Port forwarding from a specific source
I run a few services for some friends, and as a result I have some weird port forwarding needs. I had the following set up under openbsd, and pfsense doesn't seem to want to do it.
The following is my normal HTTPS and SSH forwarding:
rdr on vr0 inet proto tcp from any to $ext_if port = https -> 192.168.2.3
rdr on vr0 inet proto tcp from any to $ext_if port = ssh -> 192.168.2.3
and I need to insert this:
rdr on vr0 inet proto tcp from $friend_ip to $ext_if port =https -> 192.168.2.3 port 22
His IP is static, and basically he needs to SSH in over port 443 to get through a draconian firewall. So I redirect traffic from his IP destined for port 443 to a device behind the firewall at port 22. There doesn't seem to be a mechanism to allow for specifying source address in port forwarding.

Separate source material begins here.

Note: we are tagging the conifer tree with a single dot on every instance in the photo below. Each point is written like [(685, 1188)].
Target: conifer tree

When setting up the forwarding rule click on the advanced button for source and destination. This should like correct the issue. I have redirected the rdp from 3389 to example 10000 with a rule. It should work for you.

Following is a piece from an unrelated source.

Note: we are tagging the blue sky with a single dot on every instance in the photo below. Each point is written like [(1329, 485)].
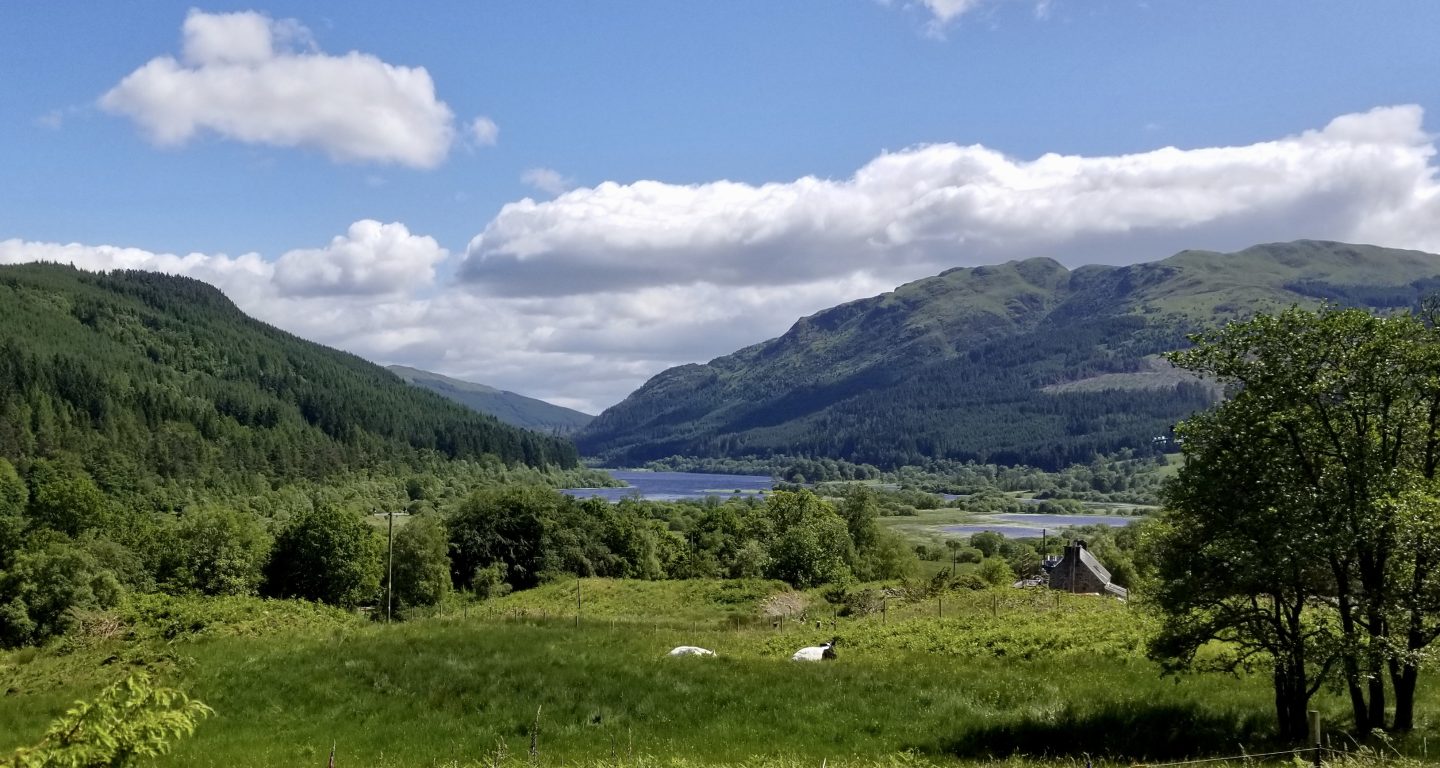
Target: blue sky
[(666, 182)]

I'm afraid what I want to do is a little most specific though. Lets say you already had all traffic on external port 3389 forwarded to port 10000 on host 192.168.2.3. Let's say you also had all traffic on external port 443 forwarded to port 443 on host 192.168.2.3. What I'd want to do at this point is forward all traffic from only host_a on port 443 to port 10000 on host 192.168.2.3.
PF can handle this, since it evaluates NAT rules from the top down, stopping at whichever the first matching rule is (in contrast to rule evaluation, where the last matching rule wins). So there's no chance of a conflict between the "all traffic" rule and the host-specific rule. As with many things PF, you just had to be careful about the order of things. But then if you've ever dealt with any kind of ACL, that's just how they roll.
Anyways, I know this is a kind of specific request, but it's one of two things keeping me from all-out switching to pfsense from openbsd. I'm so used to having ridiculously fine control of PF, it's hard to give up. Even with how sexy pfsense is.